Transmission Bus
Back in the early eighties, I worked on communications links for radio repeaters for public utilities and emergency services radios.
We had a rural repeater site on top of a hill, which had a microwave link to another repeater site on another hill about ten miles away. in between the two were a number of other ranges of hills, but all just low enough that line-of-sight was maintained.
This microwave link worked fine for a number of years, and then suddenly began to fail intermittently but always around the same time on a Thursday afternoon. It didn't happen every week, but say every two weeks.
After a lot of investigation, and a compete replacement of equipment at both ends, it was discovered that on one of the intervening hills was a small country lane which went over the brow of the hill more or less in line with the line-of-site link.
Off that lane was a sort of lay-by or turning circle, which was used by the local bus service to turn round at the end of one of their routes.
The buses would drop off at their last stop lower down the valley, and drive up and turn round, and then wait for half an hour before starting the next run.

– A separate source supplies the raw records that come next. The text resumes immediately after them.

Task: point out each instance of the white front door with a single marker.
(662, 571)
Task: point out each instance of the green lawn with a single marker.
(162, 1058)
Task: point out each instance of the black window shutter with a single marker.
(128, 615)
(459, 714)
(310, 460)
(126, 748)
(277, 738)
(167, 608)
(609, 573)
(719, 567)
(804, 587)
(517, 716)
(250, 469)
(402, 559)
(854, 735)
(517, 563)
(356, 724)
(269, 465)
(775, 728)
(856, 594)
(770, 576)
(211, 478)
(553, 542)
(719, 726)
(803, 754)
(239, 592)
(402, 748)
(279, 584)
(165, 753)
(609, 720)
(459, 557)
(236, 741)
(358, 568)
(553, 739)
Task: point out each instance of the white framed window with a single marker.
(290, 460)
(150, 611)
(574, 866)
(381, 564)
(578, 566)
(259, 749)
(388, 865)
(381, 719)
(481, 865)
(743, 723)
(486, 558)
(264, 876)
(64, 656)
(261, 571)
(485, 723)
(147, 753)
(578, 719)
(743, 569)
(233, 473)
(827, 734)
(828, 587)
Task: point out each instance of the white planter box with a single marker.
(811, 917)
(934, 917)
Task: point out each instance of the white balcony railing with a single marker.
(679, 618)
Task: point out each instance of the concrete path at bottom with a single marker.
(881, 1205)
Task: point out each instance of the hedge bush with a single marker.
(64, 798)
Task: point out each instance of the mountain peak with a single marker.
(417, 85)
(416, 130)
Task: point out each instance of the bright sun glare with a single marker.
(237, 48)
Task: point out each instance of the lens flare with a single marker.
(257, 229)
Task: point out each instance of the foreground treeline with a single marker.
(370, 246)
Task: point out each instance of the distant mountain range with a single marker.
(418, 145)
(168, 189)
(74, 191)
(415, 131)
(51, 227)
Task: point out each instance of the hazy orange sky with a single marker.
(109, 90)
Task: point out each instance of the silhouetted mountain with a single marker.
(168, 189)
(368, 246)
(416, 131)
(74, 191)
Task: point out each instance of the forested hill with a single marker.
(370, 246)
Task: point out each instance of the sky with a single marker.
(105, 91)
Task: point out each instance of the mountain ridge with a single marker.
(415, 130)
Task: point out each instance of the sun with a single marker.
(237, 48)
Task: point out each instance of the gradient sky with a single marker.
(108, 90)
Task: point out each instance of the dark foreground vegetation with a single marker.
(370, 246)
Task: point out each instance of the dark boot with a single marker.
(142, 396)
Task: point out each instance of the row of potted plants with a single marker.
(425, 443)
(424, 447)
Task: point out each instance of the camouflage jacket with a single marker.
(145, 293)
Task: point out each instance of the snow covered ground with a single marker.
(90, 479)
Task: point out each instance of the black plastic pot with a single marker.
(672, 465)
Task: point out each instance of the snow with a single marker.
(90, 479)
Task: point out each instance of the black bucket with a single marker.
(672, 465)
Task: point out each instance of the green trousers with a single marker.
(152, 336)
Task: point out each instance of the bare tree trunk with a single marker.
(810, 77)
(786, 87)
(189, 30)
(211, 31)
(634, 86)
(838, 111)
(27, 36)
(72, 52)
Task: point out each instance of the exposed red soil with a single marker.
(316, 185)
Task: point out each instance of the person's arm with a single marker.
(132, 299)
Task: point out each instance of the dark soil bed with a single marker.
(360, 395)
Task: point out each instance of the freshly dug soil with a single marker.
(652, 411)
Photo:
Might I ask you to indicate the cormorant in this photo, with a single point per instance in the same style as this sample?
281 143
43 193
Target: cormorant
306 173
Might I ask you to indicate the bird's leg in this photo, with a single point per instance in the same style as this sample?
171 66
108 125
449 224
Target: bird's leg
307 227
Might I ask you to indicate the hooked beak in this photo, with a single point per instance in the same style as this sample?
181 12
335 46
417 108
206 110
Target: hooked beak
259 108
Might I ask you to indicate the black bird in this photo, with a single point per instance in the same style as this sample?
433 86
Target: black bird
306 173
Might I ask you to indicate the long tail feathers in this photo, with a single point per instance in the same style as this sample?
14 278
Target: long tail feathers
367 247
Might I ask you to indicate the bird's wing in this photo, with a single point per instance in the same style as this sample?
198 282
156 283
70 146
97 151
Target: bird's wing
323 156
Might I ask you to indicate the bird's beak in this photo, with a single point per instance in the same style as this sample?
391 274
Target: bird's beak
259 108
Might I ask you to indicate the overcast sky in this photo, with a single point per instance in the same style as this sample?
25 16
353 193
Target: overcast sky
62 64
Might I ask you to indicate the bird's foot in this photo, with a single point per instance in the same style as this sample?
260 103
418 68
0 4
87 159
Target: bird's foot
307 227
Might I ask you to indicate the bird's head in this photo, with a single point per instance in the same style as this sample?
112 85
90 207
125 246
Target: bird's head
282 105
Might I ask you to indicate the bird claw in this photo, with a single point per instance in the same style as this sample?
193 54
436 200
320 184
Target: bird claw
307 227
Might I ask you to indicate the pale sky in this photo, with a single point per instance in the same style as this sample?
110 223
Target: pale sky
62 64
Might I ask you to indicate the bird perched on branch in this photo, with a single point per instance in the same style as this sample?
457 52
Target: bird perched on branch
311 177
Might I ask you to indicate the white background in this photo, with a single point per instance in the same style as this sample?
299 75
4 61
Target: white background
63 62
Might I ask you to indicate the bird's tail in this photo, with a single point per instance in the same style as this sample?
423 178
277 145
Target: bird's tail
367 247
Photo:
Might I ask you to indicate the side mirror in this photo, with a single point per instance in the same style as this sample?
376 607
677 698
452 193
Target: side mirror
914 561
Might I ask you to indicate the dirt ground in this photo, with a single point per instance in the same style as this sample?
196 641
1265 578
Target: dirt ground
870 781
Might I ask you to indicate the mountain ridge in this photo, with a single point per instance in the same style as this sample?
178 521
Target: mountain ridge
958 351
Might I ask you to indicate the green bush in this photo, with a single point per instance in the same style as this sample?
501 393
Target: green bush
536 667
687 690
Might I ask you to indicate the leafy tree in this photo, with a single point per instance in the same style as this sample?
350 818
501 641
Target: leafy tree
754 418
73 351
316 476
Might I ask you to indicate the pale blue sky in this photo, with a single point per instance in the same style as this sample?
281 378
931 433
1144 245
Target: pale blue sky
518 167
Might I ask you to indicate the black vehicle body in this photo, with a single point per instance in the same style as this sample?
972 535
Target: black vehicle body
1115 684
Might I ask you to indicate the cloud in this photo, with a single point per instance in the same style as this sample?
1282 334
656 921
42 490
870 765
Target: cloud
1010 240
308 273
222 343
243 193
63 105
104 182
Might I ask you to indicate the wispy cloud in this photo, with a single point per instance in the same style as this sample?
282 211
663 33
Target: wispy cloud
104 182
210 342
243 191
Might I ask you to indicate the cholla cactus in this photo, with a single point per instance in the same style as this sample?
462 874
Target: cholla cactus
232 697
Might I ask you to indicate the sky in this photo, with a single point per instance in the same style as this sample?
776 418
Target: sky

Turns out that most of the time, they used a single decker bus on that route, but Thursdays were market day, so they used to put a double-decker on the route on that day. If it happened to park at a certain spot in the lay-by, it used to neatly break the line of site between the two repeater towers.
The only reason we found out about this was that we set up a temporary intermediate link (a van with a couple of dishes on it) in that lay-by whilst we were testing, and the bloke saw the bus come and park up whilst he was there, otherwise we could still have been looking!
The microwave antenna on both of the masts was at the very top of the mast, so couldn't be raised, but we managed to build an extension for the antenna on the other mast, and re-align the path just enough that it would be above the possible obstruction.